I can’t think about the future. I can barely understand the past.
I remember the first time I came to Scotland. It was 1967, I’d just left school. I was working as a volunteer in a mental hospital in the Borders.
I felt so alone and so crazy in my feelings about myself I thought I could easily end up there as a patient too. I mean there i was, apparently male: with a male body and a male name and yet not feeling male.
Words like “transgender” simply did not exist back then and I had no understanding of how my feelings could exist or that anyone else could possibly feel the same.
I had no idea what to do with myself except try to suppress who i was and get on with life as best I could.
The thought that eventually I might be able to live openly as a woman and that that would actually not be that much of a problem to the people I encountered was simply beyond the scope of my wildest imaginations.
But there i am, and I wish I could predict an unproblematic and uninterrupted advance into the uplands of general acceptance for us all over the world.
That may be what will happen, and in my more cheerful moments I can see this as a real possibility.
But I also know from history that every step forwards is often accompanied by at least half a step backwards and that it is also perfectly possible that the nasty backlash we are living through just now might well gather strength and that we will find ourselves scapegoated and faced with the possibility of losing the rights we have so painfully gained.

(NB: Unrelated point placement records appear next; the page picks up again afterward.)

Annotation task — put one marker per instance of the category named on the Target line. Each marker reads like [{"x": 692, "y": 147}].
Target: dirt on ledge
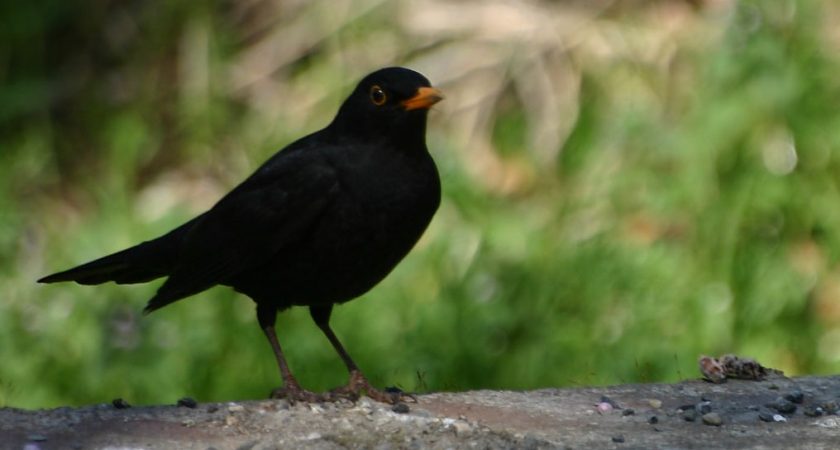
[{"x": 777, "y": 413}]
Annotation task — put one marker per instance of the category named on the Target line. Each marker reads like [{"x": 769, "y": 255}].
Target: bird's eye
[{"x": 378, "y": 96}]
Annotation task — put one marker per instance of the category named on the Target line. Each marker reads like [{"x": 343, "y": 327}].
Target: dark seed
[
  {"x": 783, "y": 406},
  {"x": 187, "y": 402},
  {"x": 829, "y": 407},
  {"x": 795, "y": 396},
  {"x": 812, "y": 411},
  {"x": 713, "y": 419},
  {"x": 400, "y": 408}
]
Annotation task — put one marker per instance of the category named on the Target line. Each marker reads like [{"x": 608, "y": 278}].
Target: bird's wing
[{"x": 251, "y": 224}]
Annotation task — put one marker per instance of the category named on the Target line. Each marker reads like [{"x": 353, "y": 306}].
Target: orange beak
[{"x": 423, "y": 99}]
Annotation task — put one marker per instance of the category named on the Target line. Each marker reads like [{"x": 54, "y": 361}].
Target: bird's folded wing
[{"x": 249, "y": 226}]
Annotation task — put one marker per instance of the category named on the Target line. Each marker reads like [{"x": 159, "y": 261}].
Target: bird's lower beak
[{"x": 423, "y": 99}]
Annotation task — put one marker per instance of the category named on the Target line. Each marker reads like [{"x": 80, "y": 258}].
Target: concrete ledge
[{"x": 623, "y": 417}]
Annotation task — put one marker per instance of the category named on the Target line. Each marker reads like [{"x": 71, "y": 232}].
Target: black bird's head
[{"x": 391, "y": 103}]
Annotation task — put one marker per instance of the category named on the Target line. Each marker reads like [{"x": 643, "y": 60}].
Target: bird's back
[{"x": 384, "y": 200}]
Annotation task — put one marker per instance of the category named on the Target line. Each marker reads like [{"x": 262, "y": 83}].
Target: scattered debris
[
  {"x": 400, "y": 408},
  {"x": 782, "y": 405},
  {"x": 713, "y": 419},
  {"x": 717, "y": 370},
  {"x": 795, "y": 396},
  {"x": 120, "y": 403},
  {"x": 187, "y": 402}
]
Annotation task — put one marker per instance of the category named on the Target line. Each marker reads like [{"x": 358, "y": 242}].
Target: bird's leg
[
  {"x": 358, "y": 382},
  {"x": 291, "y": 390}
]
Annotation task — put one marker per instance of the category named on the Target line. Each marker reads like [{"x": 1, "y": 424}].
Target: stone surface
[{"x": 546, "y": 418}]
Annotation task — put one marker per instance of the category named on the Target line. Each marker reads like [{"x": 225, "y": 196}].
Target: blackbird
[{"x": 321, "y": 222}]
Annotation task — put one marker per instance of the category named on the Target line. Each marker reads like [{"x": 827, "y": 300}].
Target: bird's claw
[{"x": 359, "y": 384}]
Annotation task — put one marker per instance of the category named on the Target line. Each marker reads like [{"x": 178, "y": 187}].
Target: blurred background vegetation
[{"x": 628, "y": 185}]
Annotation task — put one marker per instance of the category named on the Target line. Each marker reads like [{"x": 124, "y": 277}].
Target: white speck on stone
[
  {"x": 233, "y": 407},
  {"x": 462, "y": 428},
  {"x": 604, "y": 407},
  {"x": 314, "y": 436},
  {"x": 828, "y": 422}
]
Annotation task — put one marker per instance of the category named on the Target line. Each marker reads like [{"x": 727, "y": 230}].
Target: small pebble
[
  {"x": 462, "y": 428},
  {"x": 765, "y": 415},
  {"x": 829, "y": 407},
  {"x": 828, "y": 422},
  {"x": 812, "y": 411},
  {"x": 604, "y": 407},
  {"x": 401, "y": 408},
  {"x": 783, "y": 406},
  {"x": 713, "y": 419},
  {"x": 233, "y": 407},
  {"x": 605, "y": 399},
  {"x": 187, "y": 402},
  {"x": 686, "y": 407},
  {"x": 795, "y": 396}
]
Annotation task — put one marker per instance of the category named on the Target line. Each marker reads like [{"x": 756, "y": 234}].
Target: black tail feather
[{"x": 143, "y": 262}]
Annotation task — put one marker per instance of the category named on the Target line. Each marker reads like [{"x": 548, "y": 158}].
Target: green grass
[{"x": 691, "y": 206}]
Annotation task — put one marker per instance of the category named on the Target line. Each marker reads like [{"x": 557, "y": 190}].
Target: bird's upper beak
[{"x": 423, "y": 99}]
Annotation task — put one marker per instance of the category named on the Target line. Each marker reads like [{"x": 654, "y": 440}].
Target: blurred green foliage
[{"x": 691, "y": 207}]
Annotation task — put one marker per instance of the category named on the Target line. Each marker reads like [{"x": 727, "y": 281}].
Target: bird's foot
[
  {"x": 294, "y": 393},
  {"x": 358, "y": 384}
]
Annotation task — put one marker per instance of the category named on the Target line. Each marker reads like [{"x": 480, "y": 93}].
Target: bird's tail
[{"x": 138, "y": 264}]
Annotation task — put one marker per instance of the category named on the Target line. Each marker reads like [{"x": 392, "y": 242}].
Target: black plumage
[{"x": 320, "y": 223}]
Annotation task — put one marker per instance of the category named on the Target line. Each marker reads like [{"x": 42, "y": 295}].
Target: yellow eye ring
[{"x": 377, "y": 95}]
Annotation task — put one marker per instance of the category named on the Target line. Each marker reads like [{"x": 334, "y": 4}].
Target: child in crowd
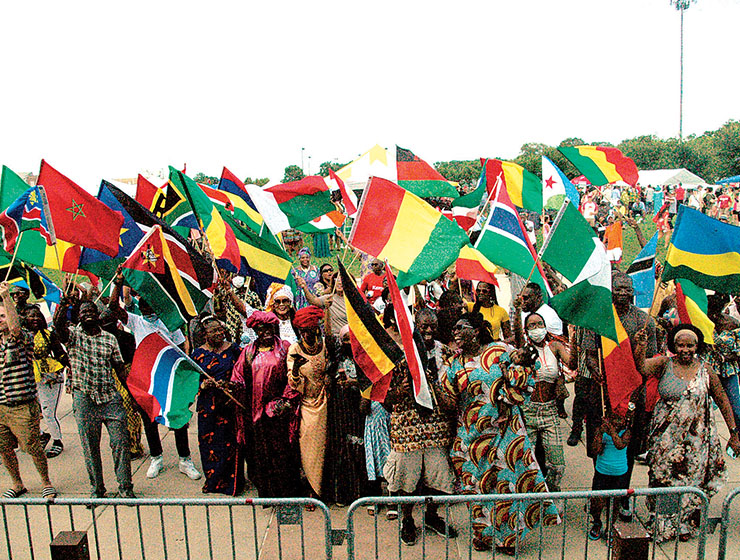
[{"x": 610, "y": 471}]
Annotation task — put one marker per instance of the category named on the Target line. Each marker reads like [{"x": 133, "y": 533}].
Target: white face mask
[{"x": 537, "y": 335}]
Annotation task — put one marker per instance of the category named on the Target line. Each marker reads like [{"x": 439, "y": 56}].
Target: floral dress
[
  {"x": 683, "y": 447},
  {"x": 491, "y": 453}
]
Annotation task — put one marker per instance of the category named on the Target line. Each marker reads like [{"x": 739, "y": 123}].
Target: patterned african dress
[
  {"x": 220, "y": 454},
  {"x": 491, "y": 453},
  {"x": 684, "y": 448}
]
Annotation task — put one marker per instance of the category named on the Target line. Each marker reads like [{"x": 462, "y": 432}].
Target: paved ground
[{"x": 257, "y": 529}]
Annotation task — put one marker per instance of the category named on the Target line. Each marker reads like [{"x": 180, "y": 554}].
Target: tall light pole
[{"x": 681, "y": 6}]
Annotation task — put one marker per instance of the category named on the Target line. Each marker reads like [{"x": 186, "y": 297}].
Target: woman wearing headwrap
[
  {"x": 271, "y": 418},
  {"x": 684, "y": 448},
  {"x": 306, "y": 276},
  {"x": 344, "y": 470},
  {"x": 220, "y": 454},
  {"x": 279, "y": 300},
  {"x": 307, "y": 374}
]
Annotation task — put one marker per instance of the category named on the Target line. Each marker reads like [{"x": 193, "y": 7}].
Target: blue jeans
[
  {"x": 732, "y": 390},
  {"x": 90, "y": 418}
]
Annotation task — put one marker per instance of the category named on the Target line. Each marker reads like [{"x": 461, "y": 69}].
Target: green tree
[{"x": 293, "y": 173}]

So I keep struggling; and my work and my life are closely bound up with that struggle.
I started writing about trans issues in the early 90’s. I got nowhere. Everything i wrote was rejected, and nothing made any real impact until “The Gospel According To Jesus Queen of Heaven” in 2009, which provoked demonstrations outside the Tron Theatre in Glasgow, ferocious denunciations all over the world on the internet and in the tabloid press; and reproaches from trans activists because all I had apparently done was stir up hatred.

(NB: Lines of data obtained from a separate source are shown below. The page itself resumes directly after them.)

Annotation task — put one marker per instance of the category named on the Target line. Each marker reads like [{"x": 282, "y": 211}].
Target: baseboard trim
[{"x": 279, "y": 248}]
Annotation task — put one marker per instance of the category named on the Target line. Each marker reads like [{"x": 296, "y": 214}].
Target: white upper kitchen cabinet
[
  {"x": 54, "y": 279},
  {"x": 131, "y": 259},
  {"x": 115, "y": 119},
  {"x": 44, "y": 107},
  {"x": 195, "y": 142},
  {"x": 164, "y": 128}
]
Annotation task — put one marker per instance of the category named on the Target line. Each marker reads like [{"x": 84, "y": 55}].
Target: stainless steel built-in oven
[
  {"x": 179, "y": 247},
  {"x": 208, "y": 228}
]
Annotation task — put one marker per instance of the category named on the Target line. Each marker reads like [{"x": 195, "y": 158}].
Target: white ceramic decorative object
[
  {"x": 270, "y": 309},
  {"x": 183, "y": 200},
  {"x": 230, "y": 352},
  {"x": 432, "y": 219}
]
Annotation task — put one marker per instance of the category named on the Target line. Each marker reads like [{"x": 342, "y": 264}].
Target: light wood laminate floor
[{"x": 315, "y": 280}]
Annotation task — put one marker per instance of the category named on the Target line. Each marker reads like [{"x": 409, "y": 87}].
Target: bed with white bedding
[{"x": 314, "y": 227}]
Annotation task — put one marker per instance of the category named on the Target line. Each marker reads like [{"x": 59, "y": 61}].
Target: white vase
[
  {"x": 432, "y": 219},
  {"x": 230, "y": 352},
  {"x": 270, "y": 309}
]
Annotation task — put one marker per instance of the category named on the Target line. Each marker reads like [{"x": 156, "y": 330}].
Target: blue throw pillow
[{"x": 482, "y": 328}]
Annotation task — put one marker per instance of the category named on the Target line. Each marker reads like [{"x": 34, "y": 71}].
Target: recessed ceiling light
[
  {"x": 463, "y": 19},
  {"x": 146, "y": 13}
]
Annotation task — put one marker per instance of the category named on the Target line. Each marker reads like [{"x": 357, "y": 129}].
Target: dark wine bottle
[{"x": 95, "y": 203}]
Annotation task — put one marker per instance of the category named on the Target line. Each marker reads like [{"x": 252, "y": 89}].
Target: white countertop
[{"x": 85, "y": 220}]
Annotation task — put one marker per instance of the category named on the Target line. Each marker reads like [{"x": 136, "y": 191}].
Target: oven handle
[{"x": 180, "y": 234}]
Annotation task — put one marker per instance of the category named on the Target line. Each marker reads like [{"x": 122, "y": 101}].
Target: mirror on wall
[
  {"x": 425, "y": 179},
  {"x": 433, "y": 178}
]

Yet I still tour the show and perform it wherever I can because it’s clear that the opposite is true. Here, and especially in South America, it’s proving itself as a powerful weapon of resistance against oppression.

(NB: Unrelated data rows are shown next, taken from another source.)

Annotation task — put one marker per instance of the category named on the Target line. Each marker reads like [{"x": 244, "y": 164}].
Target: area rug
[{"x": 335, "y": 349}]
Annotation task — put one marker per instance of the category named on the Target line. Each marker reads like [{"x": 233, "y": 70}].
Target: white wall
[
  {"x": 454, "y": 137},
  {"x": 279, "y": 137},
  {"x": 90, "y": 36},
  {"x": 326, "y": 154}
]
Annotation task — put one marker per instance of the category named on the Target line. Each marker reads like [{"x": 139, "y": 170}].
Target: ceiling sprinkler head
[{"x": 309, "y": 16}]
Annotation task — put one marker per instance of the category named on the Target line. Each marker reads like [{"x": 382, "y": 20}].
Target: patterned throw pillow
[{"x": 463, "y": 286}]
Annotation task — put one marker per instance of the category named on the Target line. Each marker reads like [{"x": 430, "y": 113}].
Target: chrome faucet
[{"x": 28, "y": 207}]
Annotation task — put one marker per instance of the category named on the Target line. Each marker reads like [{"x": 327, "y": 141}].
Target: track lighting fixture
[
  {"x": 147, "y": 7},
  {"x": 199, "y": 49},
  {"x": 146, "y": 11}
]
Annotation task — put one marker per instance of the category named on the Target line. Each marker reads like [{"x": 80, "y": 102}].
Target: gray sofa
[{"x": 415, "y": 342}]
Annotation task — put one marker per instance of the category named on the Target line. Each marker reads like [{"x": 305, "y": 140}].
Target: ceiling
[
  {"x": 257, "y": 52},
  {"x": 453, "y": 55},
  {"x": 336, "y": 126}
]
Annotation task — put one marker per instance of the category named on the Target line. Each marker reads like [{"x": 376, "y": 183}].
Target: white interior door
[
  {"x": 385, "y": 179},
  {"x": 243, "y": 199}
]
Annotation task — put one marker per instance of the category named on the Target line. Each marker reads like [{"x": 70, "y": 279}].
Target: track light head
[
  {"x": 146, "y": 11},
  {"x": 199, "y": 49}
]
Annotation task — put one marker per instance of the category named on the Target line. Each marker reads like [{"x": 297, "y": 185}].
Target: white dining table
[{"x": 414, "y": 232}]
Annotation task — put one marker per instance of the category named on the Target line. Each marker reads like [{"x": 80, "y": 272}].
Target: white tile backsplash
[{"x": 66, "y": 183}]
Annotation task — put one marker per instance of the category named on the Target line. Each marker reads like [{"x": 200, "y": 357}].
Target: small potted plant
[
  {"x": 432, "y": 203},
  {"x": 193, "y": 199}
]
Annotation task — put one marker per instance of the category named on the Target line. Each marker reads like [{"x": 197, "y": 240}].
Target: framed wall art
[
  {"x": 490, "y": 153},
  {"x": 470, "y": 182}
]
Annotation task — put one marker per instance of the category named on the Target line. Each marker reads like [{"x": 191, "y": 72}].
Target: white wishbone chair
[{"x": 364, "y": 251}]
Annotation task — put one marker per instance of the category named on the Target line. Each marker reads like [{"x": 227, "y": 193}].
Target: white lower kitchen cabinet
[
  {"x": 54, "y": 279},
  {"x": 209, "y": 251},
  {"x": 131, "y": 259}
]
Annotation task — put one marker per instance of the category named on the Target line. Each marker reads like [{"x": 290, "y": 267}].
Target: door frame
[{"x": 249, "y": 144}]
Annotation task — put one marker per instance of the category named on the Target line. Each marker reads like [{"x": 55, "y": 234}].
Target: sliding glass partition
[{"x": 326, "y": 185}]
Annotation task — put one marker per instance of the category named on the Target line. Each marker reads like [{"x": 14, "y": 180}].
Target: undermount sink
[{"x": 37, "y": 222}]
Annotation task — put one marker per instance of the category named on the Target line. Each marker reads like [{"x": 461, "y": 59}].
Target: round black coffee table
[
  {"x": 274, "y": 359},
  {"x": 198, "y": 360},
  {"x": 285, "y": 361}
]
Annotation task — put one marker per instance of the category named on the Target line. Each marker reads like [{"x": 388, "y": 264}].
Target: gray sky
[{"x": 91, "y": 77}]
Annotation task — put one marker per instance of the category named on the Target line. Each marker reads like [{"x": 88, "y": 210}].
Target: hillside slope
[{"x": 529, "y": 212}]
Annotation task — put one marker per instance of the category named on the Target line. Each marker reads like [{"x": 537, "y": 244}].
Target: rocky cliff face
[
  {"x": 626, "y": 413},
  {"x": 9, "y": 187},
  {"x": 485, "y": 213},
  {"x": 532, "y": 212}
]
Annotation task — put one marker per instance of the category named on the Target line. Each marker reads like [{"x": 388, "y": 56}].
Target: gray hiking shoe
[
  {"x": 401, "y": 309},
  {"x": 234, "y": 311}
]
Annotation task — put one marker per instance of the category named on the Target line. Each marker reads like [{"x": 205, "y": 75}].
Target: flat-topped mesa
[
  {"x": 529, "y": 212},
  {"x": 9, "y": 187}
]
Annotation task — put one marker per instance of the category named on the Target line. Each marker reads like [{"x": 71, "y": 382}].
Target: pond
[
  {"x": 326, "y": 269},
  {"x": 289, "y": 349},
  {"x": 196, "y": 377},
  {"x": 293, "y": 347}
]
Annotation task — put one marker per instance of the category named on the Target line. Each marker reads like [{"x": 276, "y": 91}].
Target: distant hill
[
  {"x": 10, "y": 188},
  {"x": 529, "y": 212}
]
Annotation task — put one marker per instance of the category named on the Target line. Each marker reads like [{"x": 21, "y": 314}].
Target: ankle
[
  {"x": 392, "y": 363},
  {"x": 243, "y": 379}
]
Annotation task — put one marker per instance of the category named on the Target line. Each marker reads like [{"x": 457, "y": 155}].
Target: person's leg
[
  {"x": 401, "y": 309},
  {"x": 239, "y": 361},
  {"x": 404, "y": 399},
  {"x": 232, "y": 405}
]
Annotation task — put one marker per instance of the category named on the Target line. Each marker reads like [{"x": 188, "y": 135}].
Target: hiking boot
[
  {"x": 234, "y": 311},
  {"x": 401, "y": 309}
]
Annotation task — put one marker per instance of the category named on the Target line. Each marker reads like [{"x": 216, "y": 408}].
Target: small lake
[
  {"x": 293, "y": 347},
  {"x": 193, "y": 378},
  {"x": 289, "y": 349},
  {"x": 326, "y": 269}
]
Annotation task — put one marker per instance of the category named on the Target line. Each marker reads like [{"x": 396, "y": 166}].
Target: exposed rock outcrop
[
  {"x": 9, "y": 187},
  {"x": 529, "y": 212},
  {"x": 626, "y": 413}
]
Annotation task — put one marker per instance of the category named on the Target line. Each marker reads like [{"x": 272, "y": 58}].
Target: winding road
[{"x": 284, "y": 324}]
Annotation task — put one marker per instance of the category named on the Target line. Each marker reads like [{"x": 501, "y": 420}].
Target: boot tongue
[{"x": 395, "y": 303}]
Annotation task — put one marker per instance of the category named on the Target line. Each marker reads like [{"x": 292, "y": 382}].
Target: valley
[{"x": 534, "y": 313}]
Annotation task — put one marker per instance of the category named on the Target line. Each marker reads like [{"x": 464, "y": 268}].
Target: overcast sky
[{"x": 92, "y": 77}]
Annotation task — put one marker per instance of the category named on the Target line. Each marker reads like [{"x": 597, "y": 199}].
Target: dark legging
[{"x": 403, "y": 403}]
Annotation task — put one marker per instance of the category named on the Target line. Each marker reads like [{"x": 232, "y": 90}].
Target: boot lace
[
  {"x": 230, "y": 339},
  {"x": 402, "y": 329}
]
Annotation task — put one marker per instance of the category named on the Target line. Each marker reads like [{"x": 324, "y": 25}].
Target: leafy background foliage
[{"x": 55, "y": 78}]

Renata Carvalho, who performs the Portuguese version in Brazil in spite of repeated attempts to ban it, has just been hailed as the “Best Theatre Discovery of 2017” for her work in resisting censorship and fighting for trans rights and trans representative in the theatre, on TV and in the cinema.
Fabiana Fine, who performs the Spanish language version of the play, has just scored another personal triumph with sold out performances of the play in the de facto national theatre of Uruguay, the Teatro Solis, and there are plans now for a tour of the rest of Spanish speaking Latin America.
Meantime backing the UK I am part of a growing number of out trans performers whose talent is at last being recognised and who are making a difference both as artists and as role models.
I can’t predict how it will all turn out. But I know we are doing what we can: and things are changing.